Etching
As the copper thickness increases due to the increasing difficulty of potion exchange, the amount of lateral erosion will become larger and larger. Multiple times are required to reduce the large amount of lateral erosion caused by potion exchange as much as possible. The fast etching method solves the problem. As the amount of side etching increases, it is necessary to compensate for the side etching by increasing the etching compensation coefficient.

Lamination
With the increase in copper thickness, the line gap is deeper. Under the same residual copper rate, the required amount of resin filling needs to increase. It is necessary to use multiple prepregs to meet the problem of filling; due to the need to use resin to maximize. The prepreg with high glue content and good resin fluidity is the first choice for thick copper PCBs.
The commonly used prepregs are 1080 and 106. When designing the inner layer, place copper points and copper blocks in the copper-free area or the final milled area to increase the residual copper rate and reduce the pressure of the glue filling. The increase in the use of prepreg will increase the risk of sliding, and adding rivets is a valid method of strengthening the degree of fixation between the core boards. Under the trend of increasing copper thickness, the resin is also used to fill the blank area between graphics.
Therefore, in PCB manufacturing, choosing a board with fillers, low CTE, and high Td is the basis for ensuring the quality of thick copper PCBs. As the copper is thicker than the board, more heat is required for lamination. Longer temperature conductive times are required, and insufficient duration of high temperature can result in insufficient resin curing of the prepreg. That will lead to a reliability risk for the circuit board; therefore, increasing the duration of the high-temperature section of lamination is highly desirable to ensure the curing effect of the prepreg.
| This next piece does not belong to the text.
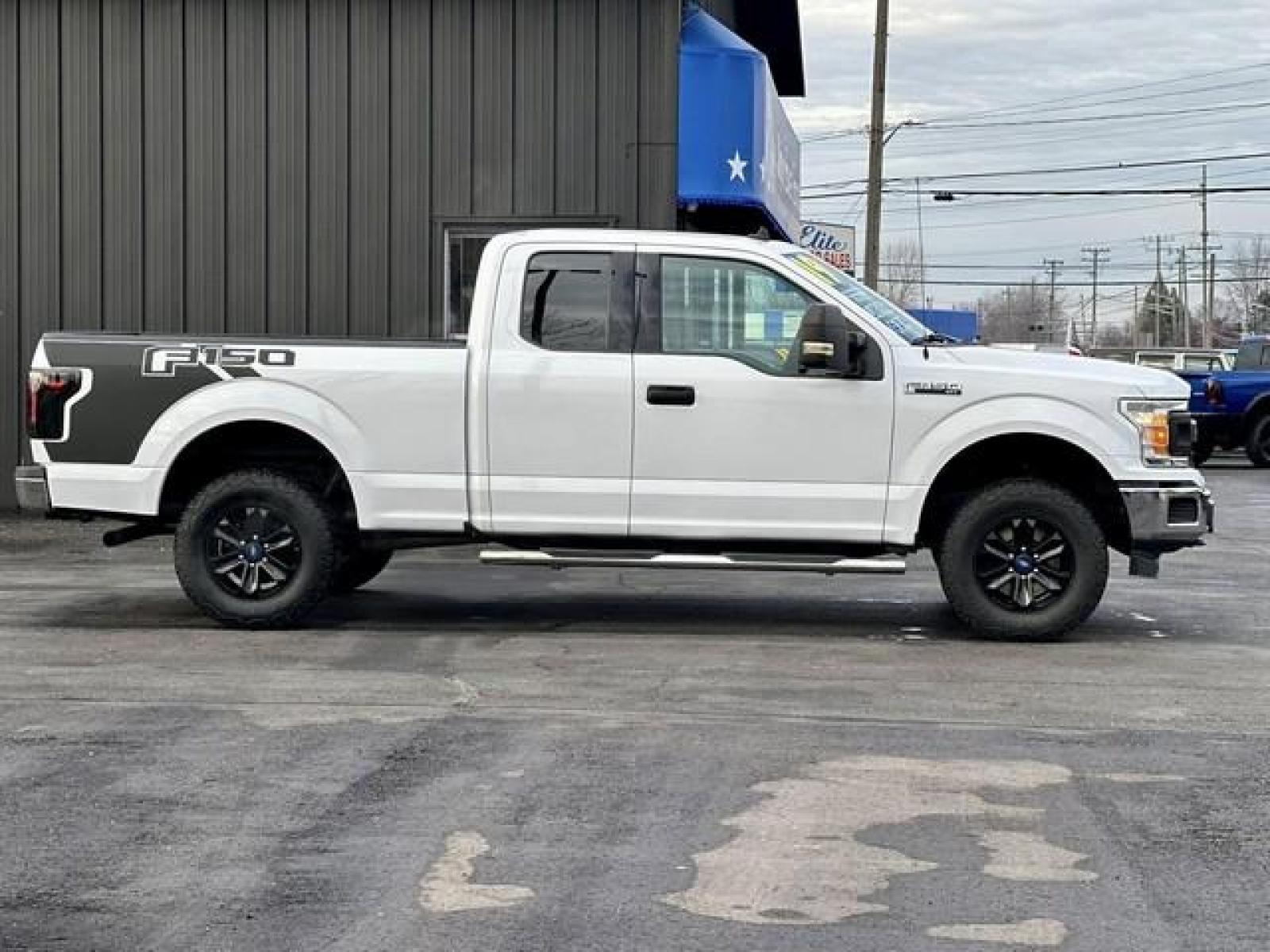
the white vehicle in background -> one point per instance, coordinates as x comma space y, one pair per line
625, 399
1041, 348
If the prepreg is insufficiently cured, the amount of glue removed from the prepreg relative to the core board is large, forming a stepped shape, and then the hole copper is broken due to the action of stress.

Drilling
Thick copper PCBs are usually more than 2.0mm thick. Due to thicker copper thickness during drilling, it is more difficult to make. Segmented drilling has become an effective solution for drilling thick copper plates. In addition, the optimization of drilling-related parameters such as feed speed and retract speed also greatly impacts the quality of the hole. For the problem of milling target holes, when drilling, the X-RAY energy gradually decays with the increase of copper thickness, and its penetration ability will reach the upper limit, making confirming the first board very difficult. The offset confirmation target can be set at different positions on the board’s edge as a backup solution. The offset confirmation target line can be milled out on the copper foil according to the target position when the material is cut. Layer target holes correspond to production. The problem of inner layer thick copper pads (mainly for large holes above 2.5mm) requires thick copper plates, and the inner layer pads are getting smaller and smaller, and the problem of pad cracking during PCB drilling often occurs. There is little room for improvement in such problematic materials. The traditional improvement method is to increase the pad, increase the peel strength of the material, and reduce the drop speed of the drilling hole. From the PCB processing design and process analysis, an improvement plan is proposed: copper extraction (that is, when the pad is etched on the inner layer, the concentric circles smaller than the aperture are etched away) to reduce the pulling force of the drilled copper. Drilling first drills a pilot hole 1.0mm smaller than the hole diameter and then performs normal drilling (that is, perform secondary drilling) to solve the inner layer thick copper pad cracking.